Indien de motor of machine zodanig is ontworpen en gebouwd dat de middelen van omsluiting die gevaarlijke goederen omsluiten toe reikende bescherming bieden, is een buitenverpakking niet vereist.
Is dit niet het geval, dan moeten de gevaarlijke goederen in motoren of machines worden verpakt in van geschikt materiaal vervaardigde buitenverpakkingen die van voldoende sterkte en ontwerp zijn in relatie tot de inhoud van de verpakking en haar beoogde gebruik en beantwoorden aan de toepasselijke voorschriften van 4.1.1.1, of op zodanige wijze zijn bevestigd, bv. in draagconstructies, kratten of andere voorzieningen voor de behandeling, dat zij onder normale vervoersomstandigheden niet los kunnen gaan zitten.

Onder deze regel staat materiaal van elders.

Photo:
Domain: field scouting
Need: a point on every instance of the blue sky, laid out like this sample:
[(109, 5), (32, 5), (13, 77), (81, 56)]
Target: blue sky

Opmerking: de toegestane verpakking mag een netto massa van 400 kg overschrijden (zie: 4.1.3.3).
Voorts moeten de middelen van omsluiting op zodanige wijze binnen de motor of machine zijn omsloten, dat schade aan de middelen van omsluiting die gevaarlijke goederen omsluiten onder normale vervoersomstandigheden wordt voorkomen, en in geval van schade aan middelen van omsluiting die gevaarlijke vloeibare goederen omsluiten, de gevaarlijke stoffen niet uit de motor of machine kunnen sijpelen (een dichte bekleding kan worden gebruikt om aan dit voorschrift te voldoen).
Middelen van omsluiting die gevaarlijke goederen omsluiten moeten zodanig geïnstalleerd, vastgezet en met opvulmateriaal beschermd worden dat breuk en lekkage worden voorkomen en dat bewegingen daarvan binnen de motor of machine onder normale vervoersomstandigheden worden beheerst.
De inhoud van de middelen van omsluiting mag niet gevaarlijk reageren met het opvulmateriaal. Bij lekkage van de inhoud mogen de beschermende eigenschappen van de voor opvulling dienende stoffen niet aanmerkelijk ongunstig worden beïnvloed.